Une DMZ (Demilitarized Zone, zone démilitarisée) est un sous-réseau physiquement ou logiquement distinct, positionné entre le réseau interne d'une organisation et un réseau externe non maîtrisé comme internet, dédié à héberger les services devant être accessibles publiquement — serveurs web, serveurs de messagerie, résolveurs DNS publics — tout en les isolant strictement des systèmes internes sensibles, appliquant ainsi un principe fondamental de défense en profondeur. L'architecture classique repose sur deux pare-feux distincts définissant trois zones : le réseau externe non fiable, la DMZ elle-même en zone intermédiaire, et le réseau interne protégé, chaque frontière filtrant strictement les flux autorisés selon le principe du moindre privilège. Un serveur web compromis dans la DMZ ne dispose ainsi d'aucun accès direct au réseau interne, l'attaquant devant franchir une seconde barrière pour progresser vers les systèmes critiques, contrairement à une architecture plate donnant un accès immédiat à toute l'infrastructure. Les flux autorisés entre la DMZ et le réseau interne sont généralement limités au strict nécessaire fonctionnel, par exemple une connexion base de données restreinte au port spécifique requis depuis le serveur applicatif concerné. Ce concept, hérité de la terminologie militaire, demeure un principe architectural fondamental malgré l'évolution vers des architectures cloud et Zero Trust qui en réinterprètent la logique via la microsegmentation plutôt que la seule segmentation périmétrique.

Architecture classique

L'architecture DMZ utilise deux firewalls : un externe entre Internet et la DMZ, et un interne entre la DMZ et le réseau interne. Si un serveur DMZ est compromis, l'attaquant reste isolé et doit franchir le second firewall pour accéder aux ressources internes.

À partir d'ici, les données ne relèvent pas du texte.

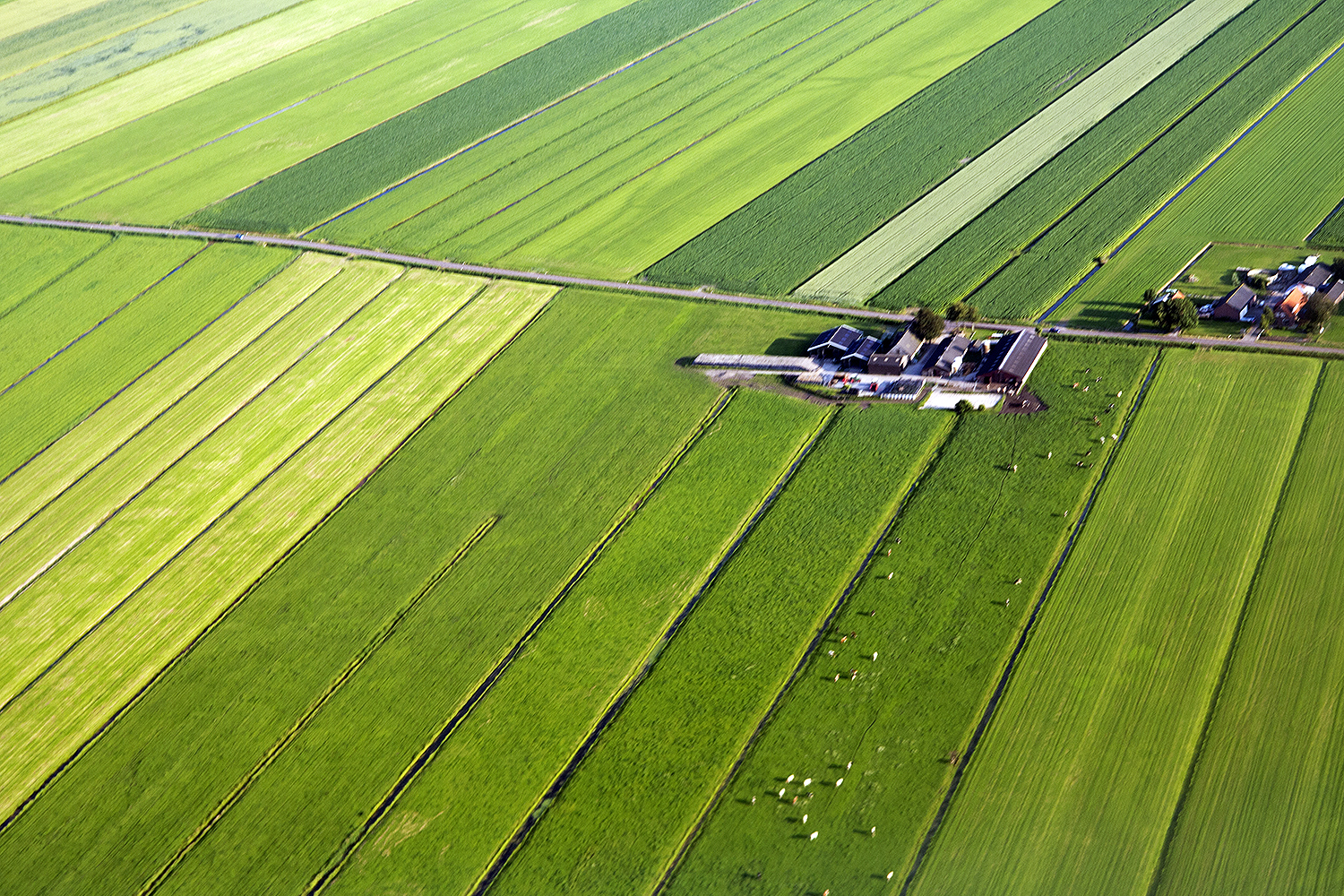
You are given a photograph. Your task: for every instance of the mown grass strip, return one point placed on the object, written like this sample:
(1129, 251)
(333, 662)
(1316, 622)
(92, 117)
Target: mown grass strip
(733, 654)
(543, 713)
(1075, 780)
(898, 245)
(58, 398)
(1262, 809)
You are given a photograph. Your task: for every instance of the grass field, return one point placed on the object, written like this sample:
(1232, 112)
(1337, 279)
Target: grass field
(625, 812)
(1077, 780)
(789, 233)
(537, 716)
(898, 245)
(1008, 228)
(943, 634)
(1262, 809)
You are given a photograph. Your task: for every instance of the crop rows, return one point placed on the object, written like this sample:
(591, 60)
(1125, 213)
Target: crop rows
(609, 180)
(218, 565)
(788, 234)
(553, 462)
(943, 626)
(894, 247)
(335, 179)
(1262, 810)
(992, 239)
(1288, 156)
(538, 715)
(1075, 782)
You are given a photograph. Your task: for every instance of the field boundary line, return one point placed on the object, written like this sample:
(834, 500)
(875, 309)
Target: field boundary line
(615, 707)
(118, 508)
(255, 583)
(370, 648)
(494, 134)
(137, 378)
(996, 694)
(930, 461)
(1198, 175)
(1169, 836)
(104, 320)
(426, 754)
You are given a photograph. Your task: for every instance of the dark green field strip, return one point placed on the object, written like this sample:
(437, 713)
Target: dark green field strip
(792, 231)
(1064, 253)
(34, 257)
(943, 634)
(331, 182)
(992, 239)
(539, 713)
(83, 298)
(553, 461)
(629, 805)
(46, 405)
(1262, 812)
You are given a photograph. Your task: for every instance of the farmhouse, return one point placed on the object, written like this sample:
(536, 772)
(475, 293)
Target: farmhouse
(1012, 360)
(897, 358)
(949, 358)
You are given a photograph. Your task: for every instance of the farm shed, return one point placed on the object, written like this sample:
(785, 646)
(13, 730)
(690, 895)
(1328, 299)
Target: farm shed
(1230, 306)
(1012, 359)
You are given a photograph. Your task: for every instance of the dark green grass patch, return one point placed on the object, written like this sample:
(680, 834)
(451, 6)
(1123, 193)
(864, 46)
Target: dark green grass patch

Évolution avec le Zero Trust

Les architectures traditionnelles cèdent la place à des micro-segmentations logicielles, des proxys inverses cloud et des solutions SASE. La DMZ reste pertinente dans les architectures hybrides et pour les services on-premise exposés à Internet.

Bonnes pratiques

Minimiser le nombre de services en DMZ, durcir les serveurs hébergés, surveiller étroitement le trafic entre DMZ et réseau interne pour détecter tout mouvement latéral suspect. Les logs de la DMZ doivent être centralisés dans le SIEM.